Kompass US-Anleihemärkte
Tatsächlich zeigen die US-Anleihemärkte am ehesten und eigentlich bereits seit Anfang Februar, wie es derzeit tatsächlich um die (globalen) Wachstumsaussichten bestellt ist. Und diese betreffen längst nicht mehr die USA allein. So ist etwa die Rendite der zehnjährigen US-Treasuries gestern vorübergehend auf ein Rekordtief (1,307 %) gefallen. Und der als Rezessionsvorbote – nicht nur in den USA – viel beachtete negative Renditeabstand zwischen US-Staatsanleihen mit eben dieser Laufzeit und dreimonatigen T-Bills betrug nun -18 Basispunkte zum gestrigen Handelsschluss. Auch der ähnlich prominente Renditevorsprung zehnjähriger Staatsanleihen gegenüber denjenigen mit zweijähriger Laufzeit ist seit Jahresanfang von rund 35 auf gerade einmal 13 Basispunkte zusammengeschnurrt.

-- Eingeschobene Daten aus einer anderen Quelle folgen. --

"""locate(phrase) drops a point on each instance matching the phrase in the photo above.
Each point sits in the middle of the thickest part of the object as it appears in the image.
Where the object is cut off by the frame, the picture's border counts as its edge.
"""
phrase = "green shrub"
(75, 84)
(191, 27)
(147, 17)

Im gleichen Zuge hat sich die implizite Wahrscheinlichkeit laut CME FedWatch-Tool für mindestens eine Zinssenkung bis zur Jahresmitte binnen Wochenfrist von rund 48 auf 77 Prozent erhöht. Ähnlich hoch ist auch die Wahrscheinlichkeit für mindestens zwei Zinserhöhung bis zum Jahresende. So gesehen kann man in begrenztem Maße nachvollziehen, weswegen der Dollar zuletzt leicht unter Druck geraten ist. Davon hat auch der Euro profitiert, der allerdings im Rahmen seines kurzfristigen Abwärtstrends immer noch nicht seinen ersten Stabilisierungspunkt bei 1,0895 überwunden hat.
Hinweis
Alle genannten Preisniveaus verlieren ab einer bestimmten Durchstoßgröße ihre Gültigkeit. Diese beträgt für EUR/USD 5 Stellen.